Idiosyncratic reactions are rare, unpredictable, and can be severely damaging, often leading to acute liver failure. Examples of AEDs historically associated with a higher risk of severe hepatotoxicity include valproate, phenytoin, and carbamazepine. Valproate, for instance, is known for its potential to cause liver failure, particularly in young children and those on multiple seizure medications.
These reactions can present as hepatocellular injury, characterized by very high ALT and AST levels, or cholestatic injury, marked by elevated ALP and bilirubin, indicating a problem with bile flow. Phenytoin, carbamazepine, and lamotrigine are also known to cause a severe, immune-mediated reaction called Drug Reaction with Eosinophilia and Systemic Symptoms (DRESS), which can include acute, severe liver injury.

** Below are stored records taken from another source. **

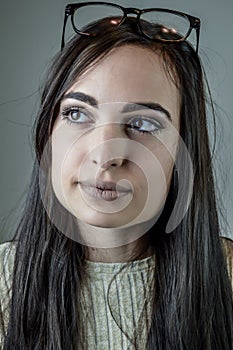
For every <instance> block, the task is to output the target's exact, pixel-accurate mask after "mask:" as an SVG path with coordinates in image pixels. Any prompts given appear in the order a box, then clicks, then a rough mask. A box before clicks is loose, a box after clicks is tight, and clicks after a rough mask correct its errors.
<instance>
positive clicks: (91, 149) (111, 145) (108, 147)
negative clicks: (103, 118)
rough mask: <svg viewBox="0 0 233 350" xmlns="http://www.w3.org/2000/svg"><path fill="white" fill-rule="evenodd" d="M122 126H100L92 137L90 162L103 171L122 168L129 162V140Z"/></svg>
mask: <svg viewBox="0 0 233 350" xmlns="http://www.w3.org/2000/svg"><path fill="white" fill-rule="evenodd" d="M122 129H123V126H122V125H120V124H108V125H102V126H99V127H98V128H97V129H96V130H95V131H94V134H93V135H92V142H91V144H92V145H91V151H90V160H91V162H92V164H95V165H96V166H98V167H99V168H101V169H102V170H108V169H109V168H117V167H121V166H122V165H123V164H124V163H125V162H126V161H127V140H126V138H125V135H124V133H123V130H122Z"/></svg>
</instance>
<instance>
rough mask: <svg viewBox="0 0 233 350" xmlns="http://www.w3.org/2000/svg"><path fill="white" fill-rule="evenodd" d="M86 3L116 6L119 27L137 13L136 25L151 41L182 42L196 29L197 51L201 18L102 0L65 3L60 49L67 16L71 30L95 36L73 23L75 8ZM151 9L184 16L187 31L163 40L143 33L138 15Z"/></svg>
mask: <svg viewBox="0 0 233 350" xmlns="http://www.w3.org/2000/svg"><path fill="white" fill-rule="evenodd" d="M88 5H106V6H109V7H115V8H118V9H120V10H121V11H122V13H123V17H122V19H121V21H120V23H119V24H118V26H117V27H119V26H120V25H121V24H122V23H124V22H125V21H126V19H127V17H128V15H129V14H135V15H137V17H136V19H137V26H138V29H139V31H140V33H141V34H142V35H143V36H144V37H146V38H148V39H150V40H152V41H157V42H168V43H169V42H170V43H175V42H183V41H185V40H186V39H187V38H188V37H189V35H190V34H191V32H192V30H193V29H194V30H195V31H196V53H198V47H199V40H200V27H201V20H200V18H198V17H194V16H191V15H189V14H187V13H185V12H180V11H176V10H170V9H164V8H146V9H138V8H134V7H123V6H121V5H118V4H114V3H110V2H103V1H100V2H99V1H94V2H82V3H73V4H68V5H66V8H65V17H64V22H63V29H62V40H61V50H63V48H64V46H65V30H66V24H67V20H68V17H69V16H71V23H72V26H73V30H74V32H75V33H77V34H79V35H82V36H89V37H95V35H93V34H91V33H87V32H82V31H80V30H78V29H77V28H76V26H75V24H74V13H75V11H76V10H77V9H79V8H81V7H85V6H88ZM152 11H157V12H166V13H171V14H175V15H177V16H180V17H184V18H186V19H188V21H189V30H188V31H187V33H186V35H185V36H183V37H181V38H179V39H176V40H165V39H164V40H163V39H159V38H154V39H153V38H151V37H150V36H149V35H147V34H146V33H144V31H143V30H142V28H141V24H140V16H141V15H142V14H144V13H146V12H152Z"/></svg>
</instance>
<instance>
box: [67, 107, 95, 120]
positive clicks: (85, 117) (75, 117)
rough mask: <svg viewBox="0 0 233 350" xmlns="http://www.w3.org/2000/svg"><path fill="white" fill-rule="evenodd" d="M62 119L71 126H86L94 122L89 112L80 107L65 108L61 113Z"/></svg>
mask: <svg viewBox="0 0 233 350" xmlns="http://www.w3.org/2000/svg"><path fill="white" fill-rule="evenodd" d="M61 117H62V119H65V120H66V121H67V122H68V123H70V124H84V123H91V122H92V118H91V116H90V115H89V113H88V111H86V110H85V109H83V108H80V107H67V108H64V109H63V110H62V112H61Z"/></svg>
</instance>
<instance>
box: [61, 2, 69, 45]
mask: <svg viewBox="0 0 233 350" xmlns="http://www.w3.org/2000/svg"><path fill="white" fill-rule="evenodd" d="M70 15H71V9H70V7H69V5H68V6H67V7H66V9H65V17H64V23H63V29H62V38H61V50H62V49H63V47H64V46H65V31H66V23H67V19H68V17H69V16H70Z"/></svg>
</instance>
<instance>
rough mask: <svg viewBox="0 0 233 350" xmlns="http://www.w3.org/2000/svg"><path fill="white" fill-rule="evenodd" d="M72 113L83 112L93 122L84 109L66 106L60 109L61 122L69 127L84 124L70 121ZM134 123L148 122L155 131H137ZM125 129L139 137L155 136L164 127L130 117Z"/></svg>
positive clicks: (79, 112) (140, 117) (156, 124)
mask: <svg viewBox="0 0 233 350" xmlns="http://www.w3.org/2000/svg"><path fill="white" fill-rule="evenodd" d="M72 112H77V113H80V114H82V112H83V115H84V116H85V117H86V118H88V119H89V122H90V123H92V122H93V117H92V116H90V115H89V113H88V112H87V111H86V110H85V109H84V108H81V107H78V106H68V107H65V108H63V109H62V111H61V118H62V119H63V120H65V121H66V122H67V123H68V124H69V125H74V124H77V125H81V124H85V123H86V122H83V121H82V122H79V121H74V120H71V118H70V114H71V113H72ZM133 121H134V122H135V121H142V122H148V123H151V124H153V125H154V126H155V127H156V128H157V129H156V130H154V131H148V130H139V127H138V128H137V127H134V126H133V125H132V124H130V123H132V122H133ZM125 127H126V128H127V129H128V130H129V131H130V132H132V133H135V134H141V135H155V134H157V133H159V132H161V130H162V129H164V126H163V125H162V123H161V122H159V121H157V120H155V118H153V117H151V118H149V117H147V116H134V117H132V118H131V119H130V120H129V121H128V123H126V124H125Z"/></svg>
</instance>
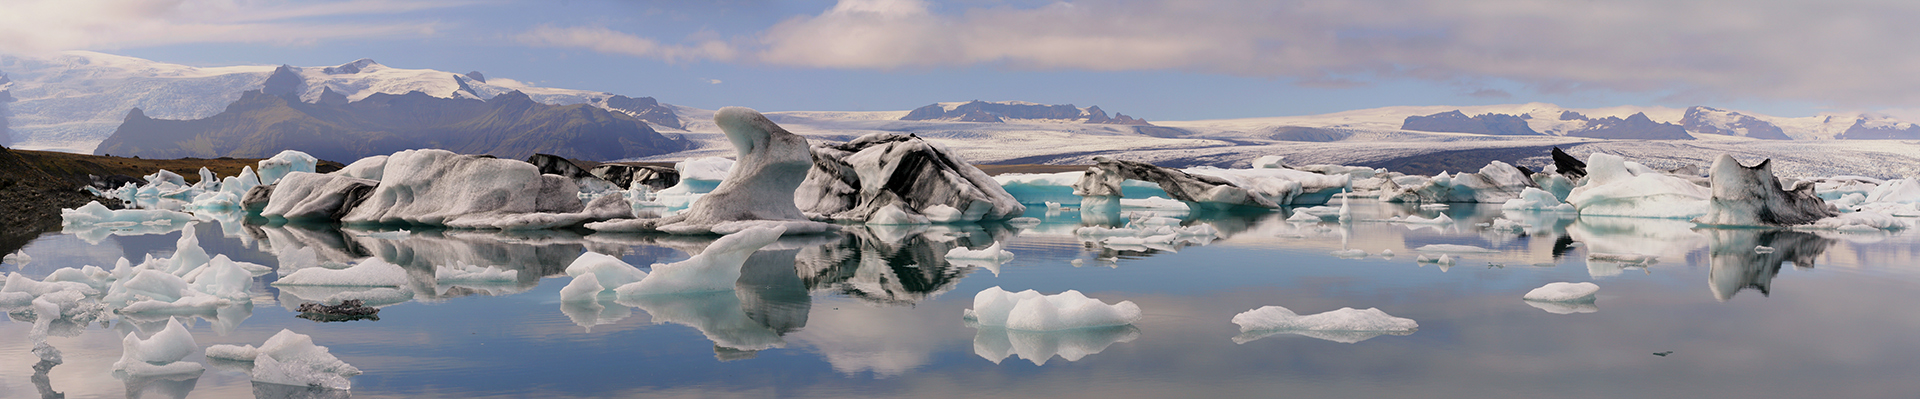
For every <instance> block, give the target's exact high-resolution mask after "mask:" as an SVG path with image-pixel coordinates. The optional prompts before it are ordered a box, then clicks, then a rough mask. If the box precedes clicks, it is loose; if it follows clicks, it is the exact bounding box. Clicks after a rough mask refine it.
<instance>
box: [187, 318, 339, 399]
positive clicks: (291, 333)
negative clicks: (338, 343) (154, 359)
mask: <svg viewBox="0 0 1920 399" xmlns="http://www.w3.org/2000/svg"><path fill="white" fill-rule="evenodd" d="M205 355H207V357H209V359H227V361H252V363H253V382H265V384H280V386H309V387H326V389H351V387H353V386H351V382H348V378H349V376H359V374H361V370H359V368H355V366H353V364H348V363H344V361H340V359H338V357H334V355H332V353H328V351H326V347H323V345H313V338H311V336H305V334H298V332H292V330H280V332H278V334H273V338H267V341H265V343H261V345H259V347H253V345H211V347H207V351H205Z"/></svg>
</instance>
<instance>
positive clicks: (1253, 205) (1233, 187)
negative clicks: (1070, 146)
mask: <svg viewBox="0 0 1920 399" xmlns="http://www.w3.org/2000/svg"><path fill="white" fill-rule="evenodd" d="M1092 161H1094V165H1092V167H1087V175H1083V176H1081V180H1079V182H1073V196H1083V198H1092V196H1102V198H1119V196H1121V194H1119V184H1121V182H1125V180H1127V178H1133V180H1146V182H1154V184H1160V190H1165V192H1167V196H1173V199H1181V201H1187V203H1200V205H1221V207H1265V209H1277V207H1281V205H1279V203H1273V199H1267V198H1263V196H1258V194H1254V192H1248V190H1246V188H1242V186H1235V184H1233V182H1229V180H1225V178H1217V176H1204V175H1188V173H1185V171H1181V169H1171V167H1156V165H1150V163H1137V161H1121V159H1112V157H1094V159H1092Z"/></svg>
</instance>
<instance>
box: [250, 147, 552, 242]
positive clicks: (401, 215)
mask: <svg viewBox="0 0 1920 399" xmlns="http://www.w3.org/2000/svg"><path fill="white" fill-rule="evenodd" d="M276 190H278V188H276ZM576 192H578V190H576V188H574V182H572V180H568V178H564V176H557V175H540V171H538V169H534V165H532V163H524V161H513V159H495V157H484V155H459V153H453V152H445V150H405V152H397V153H394V155H388V161H386V169H384V173H382V178H380V184H378V186H374V188H372V194H367V199H365V201H361V203H359V205H353V207H351V209H349V211H348V213H346V217H342V219H340V221H342V223H384V224H440V226H453V228H492V226H493V223H497V221H499V219H503V217H511V215H524V213H576V211H580V209H584V205H582V203H580V198H578V196H576Z"/></svg>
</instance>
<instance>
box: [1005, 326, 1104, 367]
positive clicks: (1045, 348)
mask: <svg viewBox="0 0 1920 399" xmlns="http://www.w3.org/2000/svg"><path fill="white" fill-rule="evenodd" d="M973 328H977V330H975V332H973V355H979V357H981V359H987V361H993V364H1000V361H1006V359H1008V357H1020V359H1027V361H1031V363H1033V364H1035V366H1044V364H1046V361H1052V359H1054V357H1060V359H1066V361H1069V363H1071V361H1079V359H1085V357H1087V355H1094V353H1100V351H1106V347H1110V345H1114V343H1121V341H1133V340H1139V338H1140V328H1137V326H1133V324H1121V326H1094V328H1077V330H1060V332H1023V330H1008V328H998V326H973Z"/></svg>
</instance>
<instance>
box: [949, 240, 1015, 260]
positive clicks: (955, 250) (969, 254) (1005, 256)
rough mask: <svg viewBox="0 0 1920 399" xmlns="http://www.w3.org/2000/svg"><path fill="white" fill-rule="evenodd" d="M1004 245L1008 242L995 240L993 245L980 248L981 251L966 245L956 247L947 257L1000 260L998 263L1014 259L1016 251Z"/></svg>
mask: <svg viewBox="0 0 1920 399" xmlns="http://www.w3.org/2000/svg"><path fill="white" fill-rule="evenodd" d="M1004 246H1006V242H995V244H993V246H987V247H985V249H979V251H975V249H966V247H954V249H948V251H947V259H985V261H998V263H1006V261H1014V253H1012V251H1006V249H1004Z"/></svg>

How Doctors Determine the Cause and What Comes Next
When a patient’s blood test shows elevated liver enzymes, physicians must differentiate between the direct seizure effect, the drug effect, and other unrelated causes like viral hepatitis or fatty liver disease. The timing of the enzyme elevation is a major diagnostic clue. An elevation immediately after a seizure suggests rhabdomyolysis or hypoxia, while an elevation appearing weeks to months after starting a new AED points toward DILI.
The pattern and magnitude of the enzyme levels are also informative. If AST is significantly higher than ALT, and Creatine Kinase (CK) is very high, the cause is likely muscle injury from the seizure. If ALT and AST are extremely elevated, often into the hundreds or thousands, it suggests acute hepatocellular damage, possibly from an idiosyncratic drug reaction. Checking true liver function markers, such as bilirubin and the international normalized ratio (INR), helps determine the severity, as a rise suggests serious impairment of the liver’s ability to function.
Routine monitoring of liver enzymes is standard practice when a patient begins a new AED or has a dose change, allowing doctors to detect potential problems early. For mild, transient elevations linked to the physical seizure itself, the physician may choose to observe the patient and repeat the blood work. If the enzymes are severely elevated, continue to rise, or if the patient shows signs of liver failure, the medication will likely need to be stopped immediately and replaced with an alternative treatment.